Pourquoi Jeanne Galzy, écrivaine aussi célèbre que son amie Colette au début du XXème siècle a-t-elle sombré dans l’oubli même à Montpellier où elle est née ?

Elles vont découvrir une femme remarquable mais discrète dont l’œuvre révèle les révoltes, les combats, les transgressions, la modernité et surtout l’amour de la vie. A presque 80 ans, elle entreprend une immense saga dont elle écrira les 4 premiers volumes avant sa mort à 93 ans : “La surprise de vivre”. Elle en prévoyait sept !

Micha Cotte

 

 

(*) Écrivaine majeure, Jeanne Galzy avait soufflé le Prix Femina à Henri de Montherlant et Joseph Kessel en 1923, avec son roman “Les Allongés”, le récit de sa convalescence à Berck, suite au traitement d’une tuberculeuse osseuse. Sous le pseudonyme de Galzy, Jeanne Baraduc a publié de 1912 à 1976 vingt-deux romans, sept biographies, des poèmes et des pièces de théâtre.

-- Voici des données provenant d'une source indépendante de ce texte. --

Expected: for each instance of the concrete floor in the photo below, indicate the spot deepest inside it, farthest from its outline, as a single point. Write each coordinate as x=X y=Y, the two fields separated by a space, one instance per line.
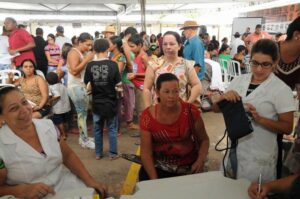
x=113 y=173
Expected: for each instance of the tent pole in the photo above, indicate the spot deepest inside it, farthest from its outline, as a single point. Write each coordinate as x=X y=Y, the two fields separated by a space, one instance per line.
x=143 y=14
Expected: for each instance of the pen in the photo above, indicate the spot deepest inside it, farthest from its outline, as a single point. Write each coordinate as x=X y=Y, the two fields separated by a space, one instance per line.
x=259 y=184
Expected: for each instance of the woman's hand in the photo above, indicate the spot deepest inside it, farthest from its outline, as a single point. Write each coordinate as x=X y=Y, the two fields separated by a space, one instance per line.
x=197 y=167
x=100 y=188
x=130 y=76
x=35 y=191
x=232 y=96
x=251 y=109
x=252 y=191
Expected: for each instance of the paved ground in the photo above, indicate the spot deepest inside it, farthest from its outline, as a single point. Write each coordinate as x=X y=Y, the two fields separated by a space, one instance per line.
x=113 y=173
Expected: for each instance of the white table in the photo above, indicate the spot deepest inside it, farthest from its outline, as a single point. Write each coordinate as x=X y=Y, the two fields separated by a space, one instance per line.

En 1929, dans “L’initiatrice aux mains vides”, elle évoque une histoire d’amour entre une enseignante et son élève. Une évocation ténue, un frisson qui parcourt toute l’œuvre.

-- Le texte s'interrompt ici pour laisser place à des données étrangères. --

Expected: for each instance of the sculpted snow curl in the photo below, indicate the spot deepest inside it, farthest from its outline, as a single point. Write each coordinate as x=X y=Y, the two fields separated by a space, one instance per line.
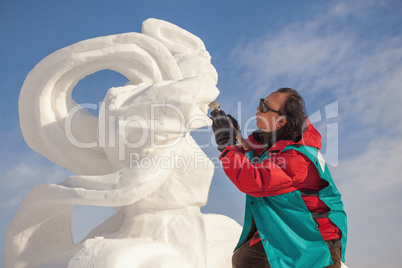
x=158 y=221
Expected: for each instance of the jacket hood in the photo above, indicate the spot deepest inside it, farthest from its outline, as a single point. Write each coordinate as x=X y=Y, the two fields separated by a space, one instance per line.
x=311 y=137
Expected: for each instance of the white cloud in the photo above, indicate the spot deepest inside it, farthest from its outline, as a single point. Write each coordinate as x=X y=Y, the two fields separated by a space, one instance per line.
x=326 y=56
x=371 y=185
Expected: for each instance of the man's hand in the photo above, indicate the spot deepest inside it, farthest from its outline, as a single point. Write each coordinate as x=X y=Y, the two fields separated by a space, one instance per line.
x=223 y=128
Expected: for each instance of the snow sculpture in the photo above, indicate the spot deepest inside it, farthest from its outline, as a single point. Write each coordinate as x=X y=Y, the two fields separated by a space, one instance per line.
x=157 y=221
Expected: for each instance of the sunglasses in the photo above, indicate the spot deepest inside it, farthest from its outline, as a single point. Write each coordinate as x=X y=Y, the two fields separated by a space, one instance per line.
x=264 y=108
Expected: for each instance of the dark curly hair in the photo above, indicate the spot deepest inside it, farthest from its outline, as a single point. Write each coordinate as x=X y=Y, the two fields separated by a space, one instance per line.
x=295 y=112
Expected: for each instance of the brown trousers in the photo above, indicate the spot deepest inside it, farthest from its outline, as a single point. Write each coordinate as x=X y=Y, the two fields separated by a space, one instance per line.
x=254 y=257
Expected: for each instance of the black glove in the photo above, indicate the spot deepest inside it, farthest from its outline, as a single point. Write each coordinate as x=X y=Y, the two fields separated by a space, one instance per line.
x=234 y=122
x=224 y=132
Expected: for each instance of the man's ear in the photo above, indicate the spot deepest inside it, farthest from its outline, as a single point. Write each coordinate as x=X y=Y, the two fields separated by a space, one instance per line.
x=281 y=121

Le silence autour de son œuvre a été rompu grâce à l’excellente biographie  écrite par Raymond Huard (professeur d’histoire contemporaine à la faculté Paul Valéry) qui est le premier à l’avoir remise en lumière en 2009 [“Jeanne Galzy, romancière ou la surprise de vivre”] ensuite, par Michèle Verdelhan, ancienne professeure de sciences du langage à l’Université Paul Valéry de Montpellier qui est parvenue à faire rééditer plusieurs de ses titres par Gallimard et lui a consacré un livre : “Une femme de lettres hors du commun” chez L’Harmattan. A Montpellier, la maison d’édition féministe, Chèvrefeuille étoilée a réédité quant à elle “La Cavalière”.